Using FreeBSD For Operating Systems Course Lab

Ken Smith

kensmith@cse.buffalo.edu
  

FreeBSD is a registered trademark of Wind River Systems, Inc. This is expected to change soon.

Intel, Celeron, EtherExpress, i386, i486, Itanium, Pentium, and Xeon are trademarks or registered trademarks of Intel Corporation or its subsidiaries in the United States and other countries.

Many of the designations used by manufacturers and sellers to distinguish their products are claimed as trademarks. Where those designations appear in this document, and the FreeBSD Project was aware of the trademark claim, the designations have been followed by the ``™'' or the ``®'' symbol.

This article describes using FreeBSD 5.X for an Operating Systems course, though the information may be useful to anyone trying to set up a Crash Lab for Operating Systems research/development. The lab configuration described has been used for a second semester course about Operating Systems programming for six years now, though the base operating system has been FreeBSD for only the past three years. It has supported class sizes up to thirty students though expanding it to handle more students would not be difficult. How to configure the systems so the students can work independently and not interfere with each other, while not requiring their own dedicated machine, is described.


Table of Contents
1. Introduction
2. Lab Hardware Configuration
3. Specific Configuration Issues
4. References

1. Introduction

Operating Systems Programming Courses can benefit greatly from hands-on work with a real-life operating system. This gives students experience in the same environment they would most likely find a job - working with an already existing system. Skills learned exceed just the programming. Students typically need to read and understand a significant portion of the existing code before they can modify it to do the assignments. The procedures required to do things like add system calls demonstrate extra functionality in the normal UNIX® software build tools. Use of things like Source Code Management systems make some aspects of the course easier and should be considered a required part of the course. As a side-effect of needing to reboot crash machines for testing purposes some aspects of system administration come into play. Many more aspects of system administration are learned if the students decide to set up their own crash machine, which is possible but not required (they can work on the lab machines).
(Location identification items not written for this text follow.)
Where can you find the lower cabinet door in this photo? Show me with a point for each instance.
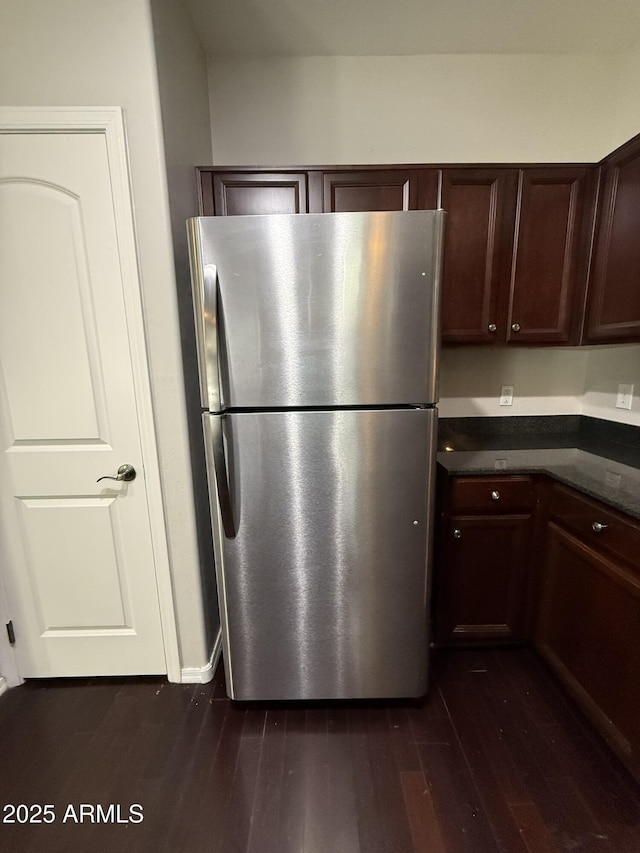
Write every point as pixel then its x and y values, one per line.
pixel 588 630
pixel 483 577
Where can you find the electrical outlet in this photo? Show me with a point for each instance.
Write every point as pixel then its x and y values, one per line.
pixel 625 396
pixel 506 395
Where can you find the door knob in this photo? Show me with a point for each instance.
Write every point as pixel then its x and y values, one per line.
pixel 125 472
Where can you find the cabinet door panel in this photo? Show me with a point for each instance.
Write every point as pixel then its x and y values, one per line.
pixel 239 193
pixel 614 289
pixel 482 578
pixel 478 233
pixel 379 189
pixel 588 631
pixel 548 270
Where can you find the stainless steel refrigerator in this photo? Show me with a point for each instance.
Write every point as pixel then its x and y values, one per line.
pixel 318 341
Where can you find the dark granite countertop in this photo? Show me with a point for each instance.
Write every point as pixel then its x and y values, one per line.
pixel 599 458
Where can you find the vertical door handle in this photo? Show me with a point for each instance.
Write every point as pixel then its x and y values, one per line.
pixel 205 307
pixel 222 476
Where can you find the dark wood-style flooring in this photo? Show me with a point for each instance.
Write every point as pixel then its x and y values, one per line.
pixel 496 759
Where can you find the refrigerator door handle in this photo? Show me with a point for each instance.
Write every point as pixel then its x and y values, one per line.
pixel 211 336
pixel 222 477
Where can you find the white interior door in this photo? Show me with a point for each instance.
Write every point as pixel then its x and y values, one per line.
pixel 78 556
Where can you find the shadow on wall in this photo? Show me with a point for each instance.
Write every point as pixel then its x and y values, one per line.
pixel 545 381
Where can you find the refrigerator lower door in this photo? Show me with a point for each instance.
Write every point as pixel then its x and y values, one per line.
pixel 323 570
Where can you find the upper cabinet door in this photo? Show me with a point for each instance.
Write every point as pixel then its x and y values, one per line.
pixel 379 189
pixel 241 193
pixel 480 206
pixel 613 312
pixel 554 216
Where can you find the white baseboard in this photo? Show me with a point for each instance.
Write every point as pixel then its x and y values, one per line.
pixel 203 674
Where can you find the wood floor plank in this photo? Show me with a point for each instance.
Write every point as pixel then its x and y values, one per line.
pixel 532 827
pixel 423 821
pixel 496 758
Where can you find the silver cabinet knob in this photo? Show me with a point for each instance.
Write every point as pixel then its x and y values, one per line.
pixel 125 472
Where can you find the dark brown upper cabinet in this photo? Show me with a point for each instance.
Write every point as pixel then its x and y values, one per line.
pixel 243 192
pixel 613 311
pixel 552 234
pixel 379 189
pixel 480 206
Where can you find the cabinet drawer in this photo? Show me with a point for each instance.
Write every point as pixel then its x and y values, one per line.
pixel 492 494
pixel 596 525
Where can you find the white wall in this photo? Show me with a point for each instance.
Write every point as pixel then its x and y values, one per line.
pixel 411 109
pixel 606 368
pixel 91 52
pixel 626 94
pixel 546 381
pixel 431 109
pixel 184 101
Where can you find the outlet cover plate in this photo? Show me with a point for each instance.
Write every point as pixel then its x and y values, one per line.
pixel 506 395
pixel 625 396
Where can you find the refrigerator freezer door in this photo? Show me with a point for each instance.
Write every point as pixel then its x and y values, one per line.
pixel 324 586
pixel 332 309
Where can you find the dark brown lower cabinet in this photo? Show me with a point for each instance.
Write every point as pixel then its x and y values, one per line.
pixel 589 619
pixel 483 588
pixel 484 558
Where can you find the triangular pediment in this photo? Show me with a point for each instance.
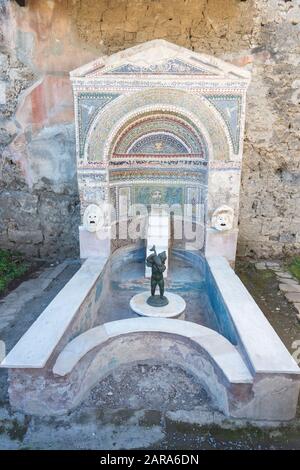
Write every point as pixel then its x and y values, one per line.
pixel 159 57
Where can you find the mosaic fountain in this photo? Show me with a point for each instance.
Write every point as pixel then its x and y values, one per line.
pixel 157 125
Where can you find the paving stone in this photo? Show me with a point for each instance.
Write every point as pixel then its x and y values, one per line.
pixel 297 307
pixel 293 297
pixel 290 282
pixel 261 265
pixel 272 264
pixel 289 288
pixel 284 275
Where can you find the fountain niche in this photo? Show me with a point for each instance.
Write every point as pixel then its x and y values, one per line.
pixel 157 126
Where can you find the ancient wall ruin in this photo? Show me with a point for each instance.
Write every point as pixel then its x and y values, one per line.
pixel 42 42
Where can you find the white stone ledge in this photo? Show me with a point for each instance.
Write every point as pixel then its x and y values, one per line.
pixel 38 343
pixel 221 351
pixel 264 349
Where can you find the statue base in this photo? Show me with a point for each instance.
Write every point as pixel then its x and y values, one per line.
pixel 173 309
pixel 157 301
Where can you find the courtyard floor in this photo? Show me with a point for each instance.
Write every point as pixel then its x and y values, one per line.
pixel 142 406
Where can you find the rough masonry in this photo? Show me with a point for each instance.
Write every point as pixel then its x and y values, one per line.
pixel 42 42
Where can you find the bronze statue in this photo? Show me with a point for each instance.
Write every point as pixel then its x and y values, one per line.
pixel 157 264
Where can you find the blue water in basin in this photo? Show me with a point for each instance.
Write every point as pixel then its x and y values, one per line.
pixel 188 276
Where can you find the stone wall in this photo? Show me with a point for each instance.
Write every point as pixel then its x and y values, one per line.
pixel 41 43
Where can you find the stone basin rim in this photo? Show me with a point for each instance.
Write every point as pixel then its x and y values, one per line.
pixel 221 352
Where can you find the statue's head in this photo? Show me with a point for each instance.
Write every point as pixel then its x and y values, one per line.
pixel 222 218
pixel 93 218
pixel 163 256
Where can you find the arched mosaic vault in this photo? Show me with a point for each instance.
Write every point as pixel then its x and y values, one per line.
pixel 160 119
pixel 194 109
pixel 138 136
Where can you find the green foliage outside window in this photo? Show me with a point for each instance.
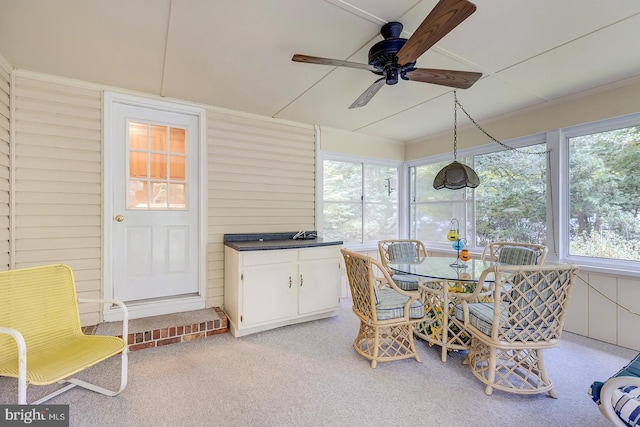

FreeBSD makes an excellent system to base the course on. The lab can be set up so the students can share the computers and are still able to work independently on their projects. Source code abides by style guides that are documented which makes it easier to follow. Mechanisms are available to help navigate the kernel source code locating functions without needing to know in advance what file they are defined in. As of FreeBSD 5.0 the kernel itself has been set up to allow multiple threads of control so Multiprocessing issues are seen all through the existing code and students need to consider those issues as part of their projects.

The lab configuration works well for this course but has also been used by research groups interested in having groups of researchers working on a large project. It is also possible for students to work on home machines and "port" their work to the lab machines for grading purposes if the general guidelines for the lab configuration are followed (and the students abide by the use of the Source Code Management system as recommended).


2. Lab Hardware Configuration

The basic setup of the lab is to have one central server that all students have unprivileged accounts on. This is where the home directories are located, and provides a stable place that all students can do the majority of their editing. Students do not install their kernels here or reboot this machine as part of their work. They typically log in using ssh(1) and do their work using normal text editors. Because of the way the FreeBSD kernel is built this machine can be used to do the kernel builds as well.

This server will benefit from as much money as you can throw at it, though a surprisingly old and ill-equipped machine has performed this role for us. Our server for the past three years has been a single-CPU i386 machine with a 333MHz processor, 256Mb of memory, two Adaptec SCSI controllers, and around 34Gb of disk space. Faster processors, more memory, and faster disks will all make the students happier because kernel compiles will run faster. But except for the initial kernel compile relatively little needs to be re-compiled each time they make a change so this older/slower hardware has been adequate. Be sure to base disk space requirements on how many students you expect to have in the course, they will each need their own copy of the kernel source code, C-library, plus any extra programs needed (test programs, etc.). More disk space can also help with grading issues, as discussed later.

Depending on your needs for the lab a second server set up to be a "compile server" may be desirable. The tradeoffs involved in deciding whether or not to provide this second server are discussed below.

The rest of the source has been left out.